Baron Blitzkrieg next showed up in 1978’s Superman vs. Wonder Woman tabloid collector’s edition that I wrote about last Fourth of July, also written by Conway. The Baron wouldn’t necessarily remain a Wonder Woman villain, but he continued to show up over the years in 1940s-set comics to battle the All-Star Squadron, the Young All-Stars, or whatever Allied superheroes needed battling. And then he got his head blown off by Superboy-Prime in Infinite Crisis. Ah well.

In the other stories in this ish of World’s Finest, we get the stunning conclusion of the tale of Superman’s brother, in which we find out, yeah, he’s not really Superman’s brother. Big surprise there. Who he turns out to be actually is a surprise, and there are some fun guest stars along the way. There’s also a space hobo involved, but nobody cares about that.

Sometimes a big phallic tower is just a big phallic tower.

Sometimes a big phallic tower is just a big phallic tower.

Oh, and of course there’s a big battle between Superman and his hunchbacked twin, in which Kor-El attacks him with the Washington Monument, and Superman uses the spinning Capitol Dome to slow him down when he’s sent flying by a punch. (It spins?)
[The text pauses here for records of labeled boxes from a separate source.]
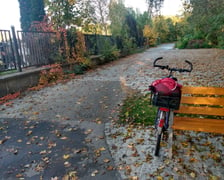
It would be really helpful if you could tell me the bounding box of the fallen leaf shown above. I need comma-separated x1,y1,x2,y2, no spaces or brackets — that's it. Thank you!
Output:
107,166,114,171
60,136,68,140
26,131,33,136
63,154,70,160
64,161,71,167
103,159,110,163
91,170,99,176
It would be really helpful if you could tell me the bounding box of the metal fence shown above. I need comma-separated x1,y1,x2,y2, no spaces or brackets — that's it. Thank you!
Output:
17,31,58,67
0,30,17,71
0,28,59,72
0,27,126,72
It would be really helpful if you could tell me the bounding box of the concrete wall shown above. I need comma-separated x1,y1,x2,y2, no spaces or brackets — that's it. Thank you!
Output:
0,56,106,97
0,69,42,97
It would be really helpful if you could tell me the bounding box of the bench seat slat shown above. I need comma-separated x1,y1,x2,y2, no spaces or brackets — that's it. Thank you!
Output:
182,86,224,95
173,117,224,134
181,96,224,106
175,106,224,116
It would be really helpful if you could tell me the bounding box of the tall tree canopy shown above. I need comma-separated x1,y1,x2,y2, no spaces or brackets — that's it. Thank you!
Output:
46,0,95,29
185,0,224,46
146,0,164,17
18,0,45,31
The conclusion of Black Canary’s story is a two-parter in this issue, the first starring her and the second starring her boyfriend, Green Arrow—both written by Conway and drawn by Sal Amendola. Somehow GA’s story includes fewer gratuitous shower scenes, though. As soon as he hears Canary’s in trouble, he simply teleports to Canada using the handy-dandy JLA transporter and joins the story already in progress. And naturally enough for a story about beast-men, it all comes down to an island owned by a guy named Moreau.

The Vigilante story by writer Bill Kunkel and artist Gray Morrow continues (or starts, really) the hunt for the Dummy, the killer of Stuff, the Chinatown Kid. And in case there was any doubt that the motorcycle-riding cowboy hero’s adventure is set in the present day of the 1970s, Batman’s pal Commissioner Gordon shows up in the story, and not a younger version. The Vigilante encounters some big crazy death traps—the type with spiked walls closing in and stuff like that—and then is framed for a murder he did not commit. I guess unlike the other stories, that one’s still to be continued.

The Dummy doesn’t give a single fuck.

The Dummy doesn’t give a single fuck.

And in fact, the conclusion in the next issue will be the original Vigilante’s last appearance before the Crisis on Infinite Earths reboot of the mid-1980s. After the Crisis, a slightly reworked version of the character popped up occasionally on the guest-star circuit and had his own four-issue miniseries in the 1990s.

Holy gosh, that’s three whole issues of an 80-page comic we covered this week! Don’t say you don’t get your money’s worth at Wonder Wednesday, because I ain’t seen a dime from you yet.